Pósito

Plaza del Ayuntamiento. 23476, La Iruela How to get

Monument of the Historic-Artistic Complex. Initiation 04/01/85. Andrés de Vandelvira's professional activity revolved not only around religious or private architecture, but he was also hired by the Councils to intervene in various municipal works: fountains, bridges, grain stores or warehouses, town halls, etc. In the town of La Iruela, the Pósito, currently the seat of the City Council, of which the contract deed has been preserved, published by V. M. Ruiz Fuentes, has survived.

In 1572, the stonemason Pedro Veneciano and the bricklayer Luís de Vílches undertook to build the granary, in accordance with the conditions and plans dictated by Andrés de Vandelvira. The rectangular building defines the confluence of Corredera and San Antón streets with the Plaza de la Constitución. It stands in the expansion planned in the 16th century, outside the medieval enclosure, essentially made up of the castle and the Renaissance church built at the foot of it, in which, although perhaps not directly, Andrés de Vandelvira could intervene.

The ground floor, with an exposed stone factory, is in all probability the best preserved part, since the upper ones (originally compartmentalized in barns and built in brick and masonry) were later adapted for other local administrative functions. The uniqueness of this building is in the division traced by Vandelvira on the ground floor, made up of five small rectangular naves covered with parallel half-barrel vaults, popularly called the "positillos", built in ashlar masonry, which communicate directly with the exterior through base of semicircular openings, the central one being wider than the rest.

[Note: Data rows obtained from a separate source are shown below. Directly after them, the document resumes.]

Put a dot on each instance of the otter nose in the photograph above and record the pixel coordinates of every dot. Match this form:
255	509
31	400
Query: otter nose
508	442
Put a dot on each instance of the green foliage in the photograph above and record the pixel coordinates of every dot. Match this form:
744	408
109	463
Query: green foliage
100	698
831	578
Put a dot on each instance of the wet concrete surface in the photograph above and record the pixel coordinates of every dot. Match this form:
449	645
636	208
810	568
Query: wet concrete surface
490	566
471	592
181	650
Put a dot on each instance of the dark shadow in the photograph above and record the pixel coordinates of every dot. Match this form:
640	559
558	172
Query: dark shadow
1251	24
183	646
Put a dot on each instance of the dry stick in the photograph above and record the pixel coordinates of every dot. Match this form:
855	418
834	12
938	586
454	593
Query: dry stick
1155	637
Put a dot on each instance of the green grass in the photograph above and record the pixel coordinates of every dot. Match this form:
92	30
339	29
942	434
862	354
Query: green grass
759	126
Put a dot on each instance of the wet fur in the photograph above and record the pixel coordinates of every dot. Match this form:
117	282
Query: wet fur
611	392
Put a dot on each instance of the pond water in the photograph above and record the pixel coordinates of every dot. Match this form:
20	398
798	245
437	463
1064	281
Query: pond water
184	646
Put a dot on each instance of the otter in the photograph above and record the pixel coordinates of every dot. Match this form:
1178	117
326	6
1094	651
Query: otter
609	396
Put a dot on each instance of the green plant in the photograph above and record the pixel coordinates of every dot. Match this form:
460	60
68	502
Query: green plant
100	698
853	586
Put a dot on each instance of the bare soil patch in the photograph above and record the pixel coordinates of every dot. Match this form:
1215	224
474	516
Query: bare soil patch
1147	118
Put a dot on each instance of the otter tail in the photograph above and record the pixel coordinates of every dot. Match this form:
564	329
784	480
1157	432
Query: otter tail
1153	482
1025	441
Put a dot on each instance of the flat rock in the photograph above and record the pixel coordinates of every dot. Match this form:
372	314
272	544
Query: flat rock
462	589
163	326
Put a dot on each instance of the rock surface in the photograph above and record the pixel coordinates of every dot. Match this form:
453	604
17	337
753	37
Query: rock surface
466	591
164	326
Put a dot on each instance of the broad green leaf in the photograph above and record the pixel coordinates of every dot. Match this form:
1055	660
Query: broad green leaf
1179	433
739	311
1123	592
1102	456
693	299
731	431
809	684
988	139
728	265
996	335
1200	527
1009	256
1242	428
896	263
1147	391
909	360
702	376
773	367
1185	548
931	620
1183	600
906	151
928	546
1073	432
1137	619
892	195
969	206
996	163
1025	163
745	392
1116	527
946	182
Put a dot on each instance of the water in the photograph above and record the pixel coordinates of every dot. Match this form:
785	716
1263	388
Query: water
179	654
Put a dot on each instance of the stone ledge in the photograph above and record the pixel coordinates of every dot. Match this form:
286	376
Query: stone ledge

Typologically Vandelvira coined a model, developed in a similar way in the Baeza Farm, in which knowledge of the stereotomy or cut of the stone requires great perfection due to the need to isolate moisture to preserve the stored goods in the best conditions. Several heraldic shields are preserved in the building and, as a reminder of the recovery of the Advancement of Cazorla (in which the town of La Iruela was included) by the Archdiocese of Toledo, at the beginning of the 17th century it was placed by order of Archbishop Don Bernardo de Rojas and Sandoval in the chapter house an allusive inscription to perpetuate such an important event. It cost the Toledo miter a lot of effort and money to regain its old territory, which was seized from it in 1545 by Don Francisco de los Cobos, secretary of the Emperor Carlos V.